The company was initially known as Pressure Cookers and Appliances Ltd and manufactured and marketed of Hawkins pressure cooker under agreement with L G Hawkins & Co Ltd of England. In 1986, the company acquired the present name.

L G Hawkins and Company Limited was bought by Pye Ltd. in 1939. In 1962, Pye acquired Ekco & Co Ltd and L G Hawkins was merged with similar Ekco activities to form Ekco Hawkins and later Ekco Hastings. Pye was later acquired by Philips in 1986. Ekco-Hawkins later became Philips Small Domestic Appliances Product Division and products were rebadged as Philips, but was closed down in the late 1998, due to overseas competition and Philips global rationalization. The Hawkins Universal trademark was acquired by Hawkins Cookers Ltd in 1986 and company name was changed from Pressure Cookers & Appliances Ltd to Hawkins Cookers Ltd.

The company is traded on the Bombay Stock Exchange under the symbol HWKN. It has raised funds through "fixed deposits", a term for high-interest term deposits issued by industrial companies rather than banks.

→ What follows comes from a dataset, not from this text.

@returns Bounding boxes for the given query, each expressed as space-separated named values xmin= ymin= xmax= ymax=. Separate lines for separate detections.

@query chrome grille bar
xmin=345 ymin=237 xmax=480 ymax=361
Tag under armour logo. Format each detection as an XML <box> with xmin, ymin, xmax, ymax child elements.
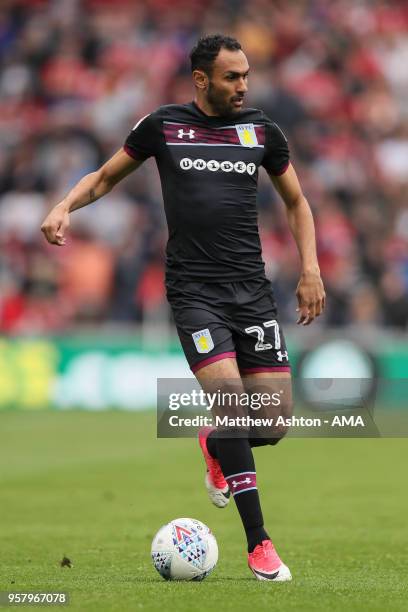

Hawkins has sold over 110 million pressure cookers worldwide. Today, it makes 88 different models of pressure cookers in 13 different types. All Hawkins pressure cookers are listed by Underwriters Laboratories Inc., USA, an independent institution testing products for public safety. Hawkins pressure cookers feature an inside-fitting lid, which cannot be opened until the steam pressure inside the cooker falls to a safe level. Hawkins was listed as India's most trusted kitchen appliances brand by The Brand Trust Report 2015.